Barnane – a folly below the Devil's Bit

📍 Southern slope of Devil's Bit mountain, Tipperary

🏛️ Attraction

Last updated: 28 June 2026

Barnane is a townland on the southern slope of the Devil’s Bit, in the barony of Ikerrin, County Tipperary, and most of what brought visitors here is gone. The Carden family’s country house was abandoned around 1920 and demolished; what remains is a walled garden, a battlemented folly and some scattered foundations on open farmland. On its own it would not detain you long. It earns a stop because the hill above it – the Devil’s Bit itself, with its famous gap and a good loop walk – is one of the better short climbs in mid-Tipperary, and the ruins make a quiet warm-up.

The R501 runs through the townland, linking Borrisoleigh and Templemore.

The estate and the legend

The name comes from the Irish An Bearnán, “the gap,” and from the story behind it: Saint Patrick chased the Devil across Ireland, the Devil took a bite out of the mountain as he fled, and the discarded “bit” landed to the south as the Rock of Cashel. The full version and the walking routes are on the Devil’s Bit page.

The Cardens were prominent landowners in Ikerrin, and through the 19th century they built up the estate around an older castle site recorded here since the 1600s. It reached its peak between about 1840 and 1880. Financial pressures and a changing world caught up with it, and Andrew Carden abandoned the main house around 1920; it came down soon after. The same family built Carden’s Folly, a round tower, up on the Devil’s Bit around 1860.

The ruins and grounds

The Barnane House site is open land, reached on a short footpath. The walled garden was built around 1860: the outer wall is snecked, roughly dressed limestone, the inner leaf red brick – the warmer brick face held the heat for fruit trees, a standard Victorian trick. An elliptical limestone arch with cut-stone voussoirs and a wrought-iron gate marks the entrance. The garden carries a regional heritage listing for its architecture.
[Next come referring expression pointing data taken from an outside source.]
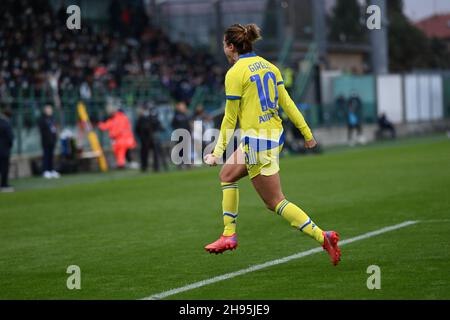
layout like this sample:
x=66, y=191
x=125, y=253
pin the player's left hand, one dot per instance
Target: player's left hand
x=310, y=144
x=211, y=160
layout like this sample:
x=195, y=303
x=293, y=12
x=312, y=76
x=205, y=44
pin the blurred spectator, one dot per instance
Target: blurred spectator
x=120, y=132
x=181, y=121
x=34, y=42
x=47, y=129
x=147, y=128
x=288, y=78
x=384, y=125
x=354, y=119
x=341, y=108
x=6, y=142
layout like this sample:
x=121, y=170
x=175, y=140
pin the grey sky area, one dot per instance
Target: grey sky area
x=419, y=9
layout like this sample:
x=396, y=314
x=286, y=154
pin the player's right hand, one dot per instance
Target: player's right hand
x=211, y=160
x=310, y=144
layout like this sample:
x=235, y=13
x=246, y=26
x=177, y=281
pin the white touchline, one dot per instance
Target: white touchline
x=273, y=262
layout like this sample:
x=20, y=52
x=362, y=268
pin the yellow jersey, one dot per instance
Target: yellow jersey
x=254, y=91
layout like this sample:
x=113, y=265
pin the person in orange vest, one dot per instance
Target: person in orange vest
x=121, y=134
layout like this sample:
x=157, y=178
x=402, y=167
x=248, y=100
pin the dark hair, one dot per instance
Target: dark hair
x=243, y=37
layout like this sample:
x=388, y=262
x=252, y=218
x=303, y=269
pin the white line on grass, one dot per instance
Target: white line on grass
x=273, y=262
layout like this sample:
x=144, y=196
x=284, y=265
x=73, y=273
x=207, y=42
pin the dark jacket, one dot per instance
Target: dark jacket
x=146, y=127
x=6, y=137
x=47, y=129
x=181, y=121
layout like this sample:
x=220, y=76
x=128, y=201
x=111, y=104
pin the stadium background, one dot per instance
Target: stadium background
x=158, y=53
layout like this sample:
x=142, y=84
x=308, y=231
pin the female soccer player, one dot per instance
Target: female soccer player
x=254, y=90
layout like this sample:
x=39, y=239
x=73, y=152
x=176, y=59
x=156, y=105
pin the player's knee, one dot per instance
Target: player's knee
x=226, y=176
x=271, y=204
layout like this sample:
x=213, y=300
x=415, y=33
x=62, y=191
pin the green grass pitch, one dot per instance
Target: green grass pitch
x=140, y=235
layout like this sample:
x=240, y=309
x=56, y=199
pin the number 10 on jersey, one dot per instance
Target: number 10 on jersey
x=264, y=92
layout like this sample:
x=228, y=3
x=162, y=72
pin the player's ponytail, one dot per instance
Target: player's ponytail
x=243, y=37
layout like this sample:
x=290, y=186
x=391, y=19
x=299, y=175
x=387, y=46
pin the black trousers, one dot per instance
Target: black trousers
x=4, y=171
x=47, y=159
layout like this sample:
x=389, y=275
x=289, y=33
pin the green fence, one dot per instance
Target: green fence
x=446, y=84
x=361, y=86
x=27, y=105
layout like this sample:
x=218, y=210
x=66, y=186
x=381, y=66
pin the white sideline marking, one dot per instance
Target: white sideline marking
x=273, y=262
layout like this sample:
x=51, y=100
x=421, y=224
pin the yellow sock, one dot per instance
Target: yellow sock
x=299, y=219
x=230, y=203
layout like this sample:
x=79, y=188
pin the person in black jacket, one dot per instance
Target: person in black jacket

At the south-west corner stands a three-stage, two-bay mock-towerhouse folly, built around 1860 by John Carden – battlemented parapets, gablets, blind loops and a limestone chimney-stack, the whole Victorian medieval-revival kit. On a calm day it is sound enough to climb for a modest view over the farmland; give it a miss in high wind or rain.

For those interested in the wider Carden family holdings, the nearby Carden Demesne features additional historic structures and follies worth exploring.

Walks and local life

The Devil’s Bit Loop, a 3.7 km circuit, climbs from near here to the gap and the cross above it; gentler grass tracks lower down suit families, and the steeper line leads to the viewpoints and old cairns. The mountain’s silhouette is best photographed in the late afternoon. Trail maps and grades are on the Devil’s Bit page.

There has been a national school at Barnane since 1846 – two were founded that year, in fact – though the present building dates from 1958. The church and graveyard nearby are a quiet spot, and the surrounding fields draw birdwatchers and the odd picnic.

Practical information

  • Access and parking – Take the R501 between Borrisoleigh and Templemore and follow signs for the Devil’s Bit. Parking is limited and informal; there is no dedicated visitor car park, so don’t expect facilities at the site.
  • Facilities – None on-site: no centre, no café, no toilets. Bring water, snacks and sturdy footwear; the nearest shops and toilets are in Borrisoleigh and Templemore.
  • Opening times – Open land, year-round, daylight hours.
  • Safety and weather – The Devil’s Bit catches the weather fast, even in summer. Pack a windproof layer, check the forecast, and tell someone your route. Skip the folly climb in high wind or rain.
  • Nearby stops – The Rock of Cashel is about 40 minutes’ drive to the south, with Cahir Castle and the Swiss Cottage beyond it.

Treat Barnane as the lower half of a Devil’s Bit outing rather than a destination in itself: walk the garden and folly first, then put the legs to the loop above while the morning light holds.